Not much has changed in the ensuing months except, perhaps, that the topic has become even more of a talking point for anyone in the industry.
At last week's Cable Show, barely a day went by that some news, conjecture or opinion on the topic wasn't in the news. Publicly, at least, the topic is milk and honey with all interested parties looking for an amicable solution to a problem that needs to be dealt with. Both sides (all sides?) are issuing statements that sound like they come out of Coachspeak 101, where you never give your opponent "bulletin board material" before you play them. As Time Warner Cable CEO, chairman and president Glenn Britt said: "We remain willing to work with them."

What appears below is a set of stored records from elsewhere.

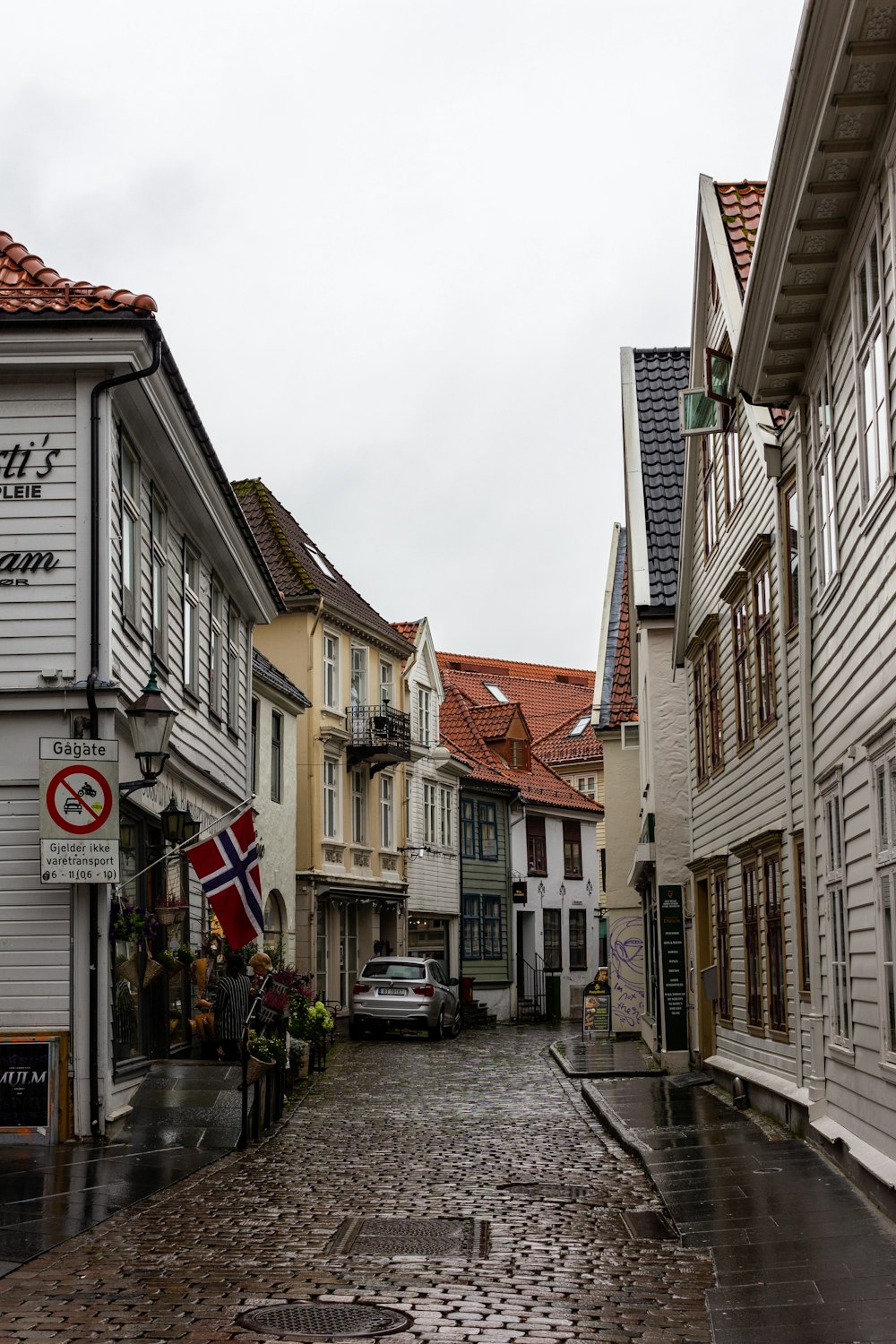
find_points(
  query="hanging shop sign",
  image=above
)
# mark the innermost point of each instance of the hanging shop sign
(672, 954)
(78, 811)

Said Rep. Rick Boucher, the Virginian chairman of the telecommunications and Internet subcommittee of the House Energy and Commerce Committee: "We would be pleased to discuss with broadband providers, and with the proponents of network neutrality, the creation of a targeted set of principles to ensure network openness."

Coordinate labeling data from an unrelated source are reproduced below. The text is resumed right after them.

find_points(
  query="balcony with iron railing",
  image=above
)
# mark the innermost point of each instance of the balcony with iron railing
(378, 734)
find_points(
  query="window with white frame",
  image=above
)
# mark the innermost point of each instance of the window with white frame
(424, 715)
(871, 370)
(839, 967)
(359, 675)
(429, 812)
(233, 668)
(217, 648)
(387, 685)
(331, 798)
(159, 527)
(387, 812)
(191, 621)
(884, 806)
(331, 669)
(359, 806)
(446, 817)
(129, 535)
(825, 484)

Sounds simple, but there's much more to be said.
"There has been no shortage of hot air on either side of the debate," said Strategy Analytics analyst Ben Piper. "I would suggest everyone buckle in tight, because this ride isn't over. While I think, in principle, net neutrality was decided with the election of Barack Obama in November 2008, the latest court rulings have insinuated more fear, uncertainty and doubt into the mix. And markets don't adapt well to fear, uncertainty and doubt."
At The Cable Show, FCC chairman Julius Genachowski said the April appeals court ruling that overturned an FCC censure of Comcast for throttling P2P traffic on its network was problematic.
"That court decision in the Comcast case damaged the legal foundation underneath the policies of promoting broadband adoption, lowering the cost of investment (and) promoting investment, innovation and competition," he said. His solution reclassifying ISPs as common carriers and "forbearing" the majority of Title II regulations, is, in his opinion a "healthy, fair option."
But critics aren't convinced, saying it opens the door to potential pricing regulation going forward. As Piper points out, the key enforced provision, Section 202, prohibits carriers from making any "unjust or unreasonable discrimination" in the way it charges. Section 208, another provision on the table for enforcement, allows carriers, enterprises, and individuals to file complaints directly with the FCC for violations.
"The process will be slow, there will be numerous legislative challenges and speed bumps," he said. Like the one thrown out by Florida Congressman Cliff Stearns, who recently introduced a bill that would require the FCC to deliver a detailed cost-benefit analysis to Congress before moving forward.
Genachowski's take on the move?
The FCC, he said, "will work with Congress as a resource."
A bigger speed bump may be the legal challenges that Piper and others believe will inevitably be spawned from any action by the FCC to regulate the Internet, and they're likely to be the kind that go a long way up the ladder, possibly even to the Supreme Court. And that inertia could be a bigger hit to the OTT industry than any regulations that come out of an agency.
"The real impact, I believe, is for OTT ecosystem players," said Piper. "Over-the-top, by its very nature, is predicated on an open Internet. Twelve, 18, or 24 additional months of limbo is the last thing these guys need."